Find the value of $\csc^2 \pi/7 + \csc^2 2\pi/7 + \csc^2 3\pi/7$

My try : Converted it into Sin and then tried to apply series formula but failed

Answer 1

The same question is answered here with $\csc^2(4\pi/7)$ instead of $\csc^2(3\pi/7)$.

Answer 2

I provide one more solution.

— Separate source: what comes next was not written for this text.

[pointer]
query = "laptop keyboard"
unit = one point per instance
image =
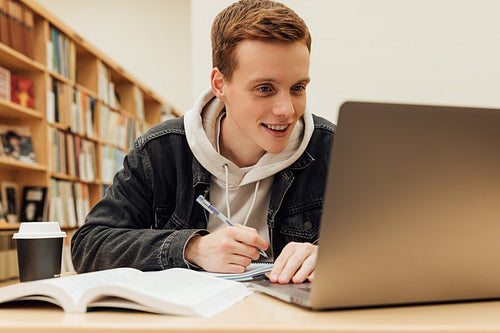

Judging by the question you asked, I'm assuming your manipulation of $\tan$ and $\cot$ need to reinforce.

First, some preparation.

We all know that $$ \tan (x \pm y) = \frac {\tan (x) \pm \tan (y)} {1 \mp \tan (x)\tan (y)}. $$ Then $$ \cot (x - y) = \frac {\cot (x) \cot (y) + 1} { \cot (y) - \cot (x)}, $$ or $$ \cot (x) \cot (y) = \cot(x-y) (\cot(y) -\cot(x)) - 1 $$ Especially, $$ \cot (2x) = \frac {\cot^2 (x) -1} {2 \cot (x)}, $$ which yields $$ \cot^2(x) - 1 = 2\cot(x)\cot(2x). $$ Also, $$ \csc^2(x) = \frac {\sin^2(x) + \cos^2(x)} {\sin ^2(x)} = 1 + \cot^2(x). $$ Now let's start. Let $x = \pi /7$. $$ P := \csc^2(x) + \csc^2(2x) + \csc^2(4x) = 3 + \cot^2(x) + \cot^2(2x) + \cot^2(3x). $$ By the formula above, $$ P = 6 + 2(\cot(x) \cot(2x) + \cot(2x) \cot (4x) + \cot (4x) \cot (8x)) =: 6 +2Q. $$ Now change the angle: since $\cot(\pi \pm y) = \mp\cot (y)$, we have $$ Q = \cot(x)\cot(2x) - \cot(2x) \cot (3x) - \cot(3x) \cot (x). $$ Now, \begin{align*} Q &= 1+ \cot(x)(\cot(x) - \cot(2x)) - \cot(x) (\cot(2x) -\cot(3x)) - \cot(2x)(\cot(x) - \cot (3x))\\ &= 1+ \cot(x) (\cot(x) -3\cot(2x) + \cot(3x)) + \cot(2x) \cot(3x)\\ &= \cot(x) (\cot(x) -3\cot(2x) + \cot(3x)) + (\cot(2x)-\cot(3x))\cot(x) \\ &= \cot(x)(\cot(x) -2\cot(2x))\\ &= \cot^2(x) - 2\cot(2x) \cot(x)\\ &=1. \end{align*} Therefore $P = 6+2Q=8$.